Conceptually you can think of each row as an XML statement. For example, an employee record could be represented as:
<employee lastname="Li" firstname="Joe" salary="120000" id="318"/>
This does not imply it has to be implemented as XML, it's just a handy conceptualization. If you ask for a non-existing column, such as "SELECT madeUpColumn ...", it's treated as blank or null (unless added constraints forbid such). And it's possible to use SQL, although one has to be careful about comparisons because of the implied type model. But other than type handling, users of a Dynamic Relational system would feel right at home because they can leverage most of their existing RDBMS knowledge.

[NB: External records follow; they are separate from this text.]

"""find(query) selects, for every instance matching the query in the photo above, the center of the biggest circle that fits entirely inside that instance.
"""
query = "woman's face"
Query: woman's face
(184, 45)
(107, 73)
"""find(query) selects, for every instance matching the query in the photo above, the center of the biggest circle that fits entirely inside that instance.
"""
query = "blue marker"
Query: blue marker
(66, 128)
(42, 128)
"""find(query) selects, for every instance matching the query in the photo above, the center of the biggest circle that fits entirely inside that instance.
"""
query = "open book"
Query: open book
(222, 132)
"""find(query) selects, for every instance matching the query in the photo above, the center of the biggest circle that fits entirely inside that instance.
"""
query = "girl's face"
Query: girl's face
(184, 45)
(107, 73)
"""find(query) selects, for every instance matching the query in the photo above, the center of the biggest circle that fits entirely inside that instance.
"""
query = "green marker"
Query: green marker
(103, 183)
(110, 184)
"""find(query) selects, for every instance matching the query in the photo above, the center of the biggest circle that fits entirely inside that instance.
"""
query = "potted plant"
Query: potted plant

Now, if somebody would just build it...
In the past I've chosen option C -- Creating a 'long, narrow' table that stores dynamic column values as rows that then need to be pivoted to create a 'short, wide' rowset containing all the values for a specific entity.. However, I was using an ORM, and that REALLY made things painful. I can't think of how you'd do it in, say, LinqToSql. I guess I'd have to create a Hashtable to reference the fields.
#Skliwz: I'm guessing he's more interested in allowing users to create user-defined fields.
ElasticSearch. You should consider it especially if you're dealing with datasets that you can partition by date, you can use JSON for your data, and are not fixed on using SQL for retrieving the data.
ES infers your schema for any new JSON fields you send, either automatically, with hints, or manually which you can define/change by one HTTP command ("mappings").
Although it does not support SQL, it has some great lookup capabilities and even aggregations.
I know this is a super old post, and much has changed in the last 11 years, but thought I would added this as it might be helpful to future readers. One of the reason's why my co-founders and I created HarperDB is to natively accomplish Dynamic schema in a single, unduplicated data set while providing full index capability. You can read more about it here:
https://harperdb.io/blog/dynamic-schema-the-harperdb-way/
sql already provides a way to change your schema: the ALTER command.
simply have a table that lists the fields that users are not allowed to change, and write a nice interface for ALTER.